Cyber Security and IoT: Fundamentals Matter

Upward Trend

I really struggled to come up with a clever analogy to start this post. In doing so I realized that this exercise was itself, the exact problem I was trying to describe. So much conversation about cyber security, especially cyber security for the Internet of Things (IoT), focuses on the sexy, the complicated, the one-in-a-million. In doing so, we ignore the most common threats and basic attacks.

I would like to argue that if we are to effectively defend ourselves in this new IoT world, we cannot ignore the fundamentals of security.

Marc Blackmer, Cisco Systems
Marc Blackmer is a Product Marketing Manager for Industry Solutions at Cisco Systems.

But let’s be honest: the basics are boring. I know that. Many of the practices that are most important are also the ones we’ve heard about before. As we look at them: there isn’t anything new there. That’s true – but I take that as proof that they are sound practices, worthy of keeping top-of-mind, rather than old knowledge that can be discarded.

Here’s what I mean: Recently, I had dinner with one of Cisco’s professional penetration testers. This guy is a true hacker who we’ll call “Bob.” Admittedly, I like talking about Stuxnet or Regin, and I’ve always imagined pen testers on the front lines of the battle against epic malware. So when I sat down with Bob, I was dying to hear him talk shop: undiscovered zero-day threats, crafty exploits, and technical subterfuge.

He thought a bit when I asked him about what he was up to and noted that his crew had, in fact, discovered a new and interesting, zero day vulnerability. “But we didn’t have time to exploit it,” Bob continued. “They had missed so many of the basics that we had totally owned their network at the outset of the engagement.”

Bob and his team were stuck documenting for the customer all the basic security blocking and tackling that they failed to do. There was no time left after all that to even get to the cool “zero day” stuff.

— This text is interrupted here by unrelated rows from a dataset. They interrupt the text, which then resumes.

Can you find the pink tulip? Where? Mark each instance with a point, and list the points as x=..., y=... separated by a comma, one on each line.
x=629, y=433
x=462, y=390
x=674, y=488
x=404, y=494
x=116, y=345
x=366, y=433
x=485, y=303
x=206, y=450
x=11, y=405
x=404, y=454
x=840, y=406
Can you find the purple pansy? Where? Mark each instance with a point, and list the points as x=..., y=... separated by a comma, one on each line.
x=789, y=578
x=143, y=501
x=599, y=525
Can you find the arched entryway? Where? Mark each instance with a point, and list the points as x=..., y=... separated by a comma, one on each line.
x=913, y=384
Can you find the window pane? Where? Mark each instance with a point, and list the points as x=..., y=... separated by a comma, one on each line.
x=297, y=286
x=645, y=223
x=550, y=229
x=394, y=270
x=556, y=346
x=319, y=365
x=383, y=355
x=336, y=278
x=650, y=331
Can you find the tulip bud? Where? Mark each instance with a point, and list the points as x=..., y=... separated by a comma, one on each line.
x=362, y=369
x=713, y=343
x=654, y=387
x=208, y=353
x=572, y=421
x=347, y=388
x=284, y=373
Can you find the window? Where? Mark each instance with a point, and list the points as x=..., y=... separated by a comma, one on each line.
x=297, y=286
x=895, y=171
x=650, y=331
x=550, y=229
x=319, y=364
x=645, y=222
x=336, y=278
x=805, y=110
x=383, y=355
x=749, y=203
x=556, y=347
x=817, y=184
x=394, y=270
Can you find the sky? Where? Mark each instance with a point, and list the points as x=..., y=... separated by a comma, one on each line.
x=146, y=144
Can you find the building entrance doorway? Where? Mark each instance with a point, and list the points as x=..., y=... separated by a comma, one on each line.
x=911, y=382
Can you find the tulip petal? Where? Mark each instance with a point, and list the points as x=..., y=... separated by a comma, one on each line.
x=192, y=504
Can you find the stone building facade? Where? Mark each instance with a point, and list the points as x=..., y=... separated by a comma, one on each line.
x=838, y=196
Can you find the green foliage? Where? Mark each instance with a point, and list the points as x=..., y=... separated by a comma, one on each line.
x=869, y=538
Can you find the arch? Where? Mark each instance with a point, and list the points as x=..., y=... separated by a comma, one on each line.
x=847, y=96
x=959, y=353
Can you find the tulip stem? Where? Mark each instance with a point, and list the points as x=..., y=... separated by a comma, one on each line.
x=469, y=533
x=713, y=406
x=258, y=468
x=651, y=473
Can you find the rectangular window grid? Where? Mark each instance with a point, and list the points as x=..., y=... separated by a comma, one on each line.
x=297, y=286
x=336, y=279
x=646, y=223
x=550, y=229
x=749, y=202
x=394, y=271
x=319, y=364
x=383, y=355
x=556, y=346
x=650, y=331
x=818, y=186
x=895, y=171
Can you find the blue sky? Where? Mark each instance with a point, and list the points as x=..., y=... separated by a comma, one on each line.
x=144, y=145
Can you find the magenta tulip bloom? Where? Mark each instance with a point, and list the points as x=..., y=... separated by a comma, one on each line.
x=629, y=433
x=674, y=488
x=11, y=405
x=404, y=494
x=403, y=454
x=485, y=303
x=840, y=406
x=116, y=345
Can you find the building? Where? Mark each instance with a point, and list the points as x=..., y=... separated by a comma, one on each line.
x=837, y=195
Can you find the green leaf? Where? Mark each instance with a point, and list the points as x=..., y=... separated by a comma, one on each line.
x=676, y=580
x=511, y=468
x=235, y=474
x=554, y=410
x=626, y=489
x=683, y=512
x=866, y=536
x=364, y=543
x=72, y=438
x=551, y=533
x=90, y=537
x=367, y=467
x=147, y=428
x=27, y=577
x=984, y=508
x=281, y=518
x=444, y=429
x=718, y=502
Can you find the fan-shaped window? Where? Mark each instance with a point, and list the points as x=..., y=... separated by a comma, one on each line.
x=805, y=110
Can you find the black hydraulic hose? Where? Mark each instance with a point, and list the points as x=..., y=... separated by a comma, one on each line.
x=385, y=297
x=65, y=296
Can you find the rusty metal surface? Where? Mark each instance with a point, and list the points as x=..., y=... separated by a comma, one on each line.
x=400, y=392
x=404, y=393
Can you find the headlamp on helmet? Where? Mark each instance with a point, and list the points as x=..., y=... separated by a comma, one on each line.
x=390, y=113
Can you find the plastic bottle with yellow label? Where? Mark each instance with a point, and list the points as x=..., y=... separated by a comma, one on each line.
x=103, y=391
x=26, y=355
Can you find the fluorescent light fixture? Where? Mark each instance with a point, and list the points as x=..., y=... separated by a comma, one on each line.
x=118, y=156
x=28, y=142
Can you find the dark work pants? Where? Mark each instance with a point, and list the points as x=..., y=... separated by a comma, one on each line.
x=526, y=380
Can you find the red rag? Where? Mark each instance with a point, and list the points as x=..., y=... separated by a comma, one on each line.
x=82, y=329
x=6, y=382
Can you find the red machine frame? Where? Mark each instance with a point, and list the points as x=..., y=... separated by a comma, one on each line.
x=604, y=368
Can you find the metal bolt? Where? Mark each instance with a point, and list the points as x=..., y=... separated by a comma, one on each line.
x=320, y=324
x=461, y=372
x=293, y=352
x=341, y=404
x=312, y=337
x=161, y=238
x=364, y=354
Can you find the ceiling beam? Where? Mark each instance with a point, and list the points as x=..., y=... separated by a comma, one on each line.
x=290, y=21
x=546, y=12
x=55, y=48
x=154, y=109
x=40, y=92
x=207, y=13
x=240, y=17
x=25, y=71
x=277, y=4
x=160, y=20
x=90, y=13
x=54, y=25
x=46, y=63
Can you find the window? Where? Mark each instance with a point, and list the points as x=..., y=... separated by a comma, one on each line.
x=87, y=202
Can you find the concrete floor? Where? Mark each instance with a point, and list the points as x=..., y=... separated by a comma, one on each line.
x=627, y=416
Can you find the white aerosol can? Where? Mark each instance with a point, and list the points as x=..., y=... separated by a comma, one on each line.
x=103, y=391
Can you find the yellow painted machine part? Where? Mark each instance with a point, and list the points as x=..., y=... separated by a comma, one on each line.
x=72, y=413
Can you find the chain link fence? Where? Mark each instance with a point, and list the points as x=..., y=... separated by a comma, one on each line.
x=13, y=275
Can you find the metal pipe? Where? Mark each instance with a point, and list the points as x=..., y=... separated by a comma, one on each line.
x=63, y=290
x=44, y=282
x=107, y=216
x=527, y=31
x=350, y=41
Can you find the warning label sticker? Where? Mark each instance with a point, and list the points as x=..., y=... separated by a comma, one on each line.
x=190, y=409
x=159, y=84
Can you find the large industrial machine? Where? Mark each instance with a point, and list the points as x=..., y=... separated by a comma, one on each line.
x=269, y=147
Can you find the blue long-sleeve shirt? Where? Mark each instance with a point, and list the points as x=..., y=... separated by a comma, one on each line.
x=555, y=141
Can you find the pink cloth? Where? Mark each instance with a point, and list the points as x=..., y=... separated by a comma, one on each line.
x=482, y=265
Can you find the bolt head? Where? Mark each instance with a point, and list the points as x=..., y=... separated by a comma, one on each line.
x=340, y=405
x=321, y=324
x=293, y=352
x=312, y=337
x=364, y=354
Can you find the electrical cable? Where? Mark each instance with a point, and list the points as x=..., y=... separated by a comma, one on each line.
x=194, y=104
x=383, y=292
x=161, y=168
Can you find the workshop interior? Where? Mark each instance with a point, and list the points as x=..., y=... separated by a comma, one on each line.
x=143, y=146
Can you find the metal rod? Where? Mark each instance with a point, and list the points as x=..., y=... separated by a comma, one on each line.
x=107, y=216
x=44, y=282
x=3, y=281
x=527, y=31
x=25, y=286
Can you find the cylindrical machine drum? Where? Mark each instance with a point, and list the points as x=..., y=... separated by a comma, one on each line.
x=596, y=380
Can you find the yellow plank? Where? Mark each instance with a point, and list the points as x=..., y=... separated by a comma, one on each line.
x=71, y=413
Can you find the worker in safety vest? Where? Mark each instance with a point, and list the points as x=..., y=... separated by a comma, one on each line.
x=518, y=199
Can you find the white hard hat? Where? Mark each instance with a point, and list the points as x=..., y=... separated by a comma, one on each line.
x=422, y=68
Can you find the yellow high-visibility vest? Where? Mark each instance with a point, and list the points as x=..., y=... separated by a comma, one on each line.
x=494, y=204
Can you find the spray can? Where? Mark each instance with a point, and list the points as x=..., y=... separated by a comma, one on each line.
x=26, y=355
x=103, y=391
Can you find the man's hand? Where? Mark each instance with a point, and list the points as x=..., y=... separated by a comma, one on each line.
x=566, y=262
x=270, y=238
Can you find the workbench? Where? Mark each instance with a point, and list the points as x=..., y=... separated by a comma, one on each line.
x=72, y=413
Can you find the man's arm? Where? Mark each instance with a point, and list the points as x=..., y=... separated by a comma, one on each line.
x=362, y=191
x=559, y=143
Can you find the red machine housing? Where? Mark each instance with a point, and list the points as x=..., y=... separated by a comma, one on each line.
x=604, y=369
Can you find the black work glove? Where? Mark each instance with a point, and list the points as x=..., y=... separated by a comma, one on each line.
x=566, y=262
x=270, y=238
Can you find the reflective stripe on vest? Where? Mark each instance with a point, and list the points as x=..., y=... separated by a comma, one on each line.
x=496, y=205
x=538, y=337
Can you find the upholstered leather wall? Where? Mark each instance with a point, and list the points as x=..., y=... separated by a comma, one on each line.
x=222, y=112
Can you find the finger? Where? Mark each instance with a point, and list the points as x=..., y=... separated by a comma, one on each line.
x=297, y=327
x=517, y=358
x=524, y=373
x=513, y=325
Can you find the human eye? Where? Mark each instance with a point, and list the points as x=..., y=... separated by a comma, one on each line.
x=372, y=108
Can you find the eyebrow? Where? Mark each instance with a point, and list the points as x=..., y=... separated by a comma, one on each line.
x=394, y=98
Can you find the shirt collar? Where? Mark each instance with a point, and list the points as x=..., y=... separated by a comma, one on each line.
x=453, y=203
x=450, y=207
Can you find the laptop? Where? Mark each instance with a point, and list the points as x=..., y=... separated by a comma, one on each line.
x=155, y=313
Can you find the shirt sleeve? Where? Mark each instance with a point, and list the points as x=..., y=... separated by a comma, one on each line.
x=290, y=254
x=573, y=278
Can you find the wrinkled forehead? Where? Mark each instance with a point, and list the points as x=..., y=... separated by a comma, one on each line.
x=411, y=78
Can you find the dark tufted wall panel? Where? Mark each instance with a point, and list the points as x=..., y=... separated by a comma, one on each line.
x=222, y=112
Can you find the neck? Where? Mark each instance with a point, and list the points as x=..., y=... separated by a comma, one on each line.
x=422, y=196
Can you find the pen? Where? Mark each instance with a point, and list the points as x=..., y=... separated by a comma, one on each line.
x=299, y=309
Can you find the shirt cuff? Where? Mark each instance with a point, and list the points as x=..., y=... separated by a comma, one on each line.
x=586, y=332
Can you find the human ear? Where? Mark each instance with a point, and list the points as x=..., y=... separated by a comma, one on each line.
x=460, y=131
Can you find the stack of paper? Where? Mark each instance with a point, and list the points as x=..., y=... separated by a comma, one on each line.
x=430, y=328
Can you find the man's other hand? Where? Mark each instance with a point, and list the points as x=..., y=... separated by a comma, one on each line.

And that scenario isn’t unusual. In fact, Bob explained that the most common problems he finds are so simple and so well-documented that they have been discussed (and exploited) for years. These are problems like SQL injection (long the #1 item on the OWASP Top 1o), as well as other OWASP Top 10 items like broken authentication and cross-site scripting (XSS) vulnerabilities. They’ve been on that list for years – more than a decade in the case of injection attacks.

 

[Read more articles by Cisco’s Marc Blackmer here.]

In Bob’s experience, SQL injection vulnerabilities are “a dime a dozen,” and these could easily be eliminated with very little effort during the development cycle. Sadly, this often fails to happen, and patching the application after it has been deployed is much more difficult. Besides: numbers favor the attackers, as Bob pointed out: “…it just takes one for your network to be pwnd.”

Well-known and well-exploited vulnerabilities take on new urgency as organizations adopt IoT advances. The confluence of these commonly shared vulnerabilities with rapid IoT device development, a rush to market by eager IoT firms and widespread consumer adoption of Internet of Things technologies may mean big problems for both consumer and enterprise networks.

As Bob said to me, “An attacker’s first step is to gain a foothold on your network, and it’s so much easier…” when applications and devices easily give up their secrets. There are countless examples of this. One he shared with me was of popular network device that gave up its password file to any user who could access the device from the public Internet and type in the URL of the file on the device. (I’m being intentionally vague on the details because this device is easily found with a simple Shodan search.)

Closing these common vulnerabilities has been a stated goal of the technology and business community for years. Unfortunately, we aren’t any closer to doing so. On that shaky foundation, the IoT will heap even more weight, adding a scale and the potential for cyber-physical attacks unlike any we’ve seen.

By all means, we should be working to make cybersecurity an integral part of the design and development process. But we also need to build defenses for the imperfect world in which we find ourselves.

So what is an organization to do? First, it’s important to understand that cybersecurity is temporal, not state-based. Just because you’re “secure” now, doesn’t mean you will be next week, tomorrow, or in an hour. Of course, patch management, change management, monitoring, and other technologies are vital.

I am also a big proponent of penetration testing. The bad guys are constantly trying to break your stuff, so I argue that it’s better to have a good guy break your stuff, and then tell you so you know how to fix it.

I’m not confident that we’re going to get the fundamentals right – or that these long-ago identified vulnerabilities will be eradicated any time soon. That makes it imperative to aggressively test our defenses ourselves, and not leave that job to the bad guys.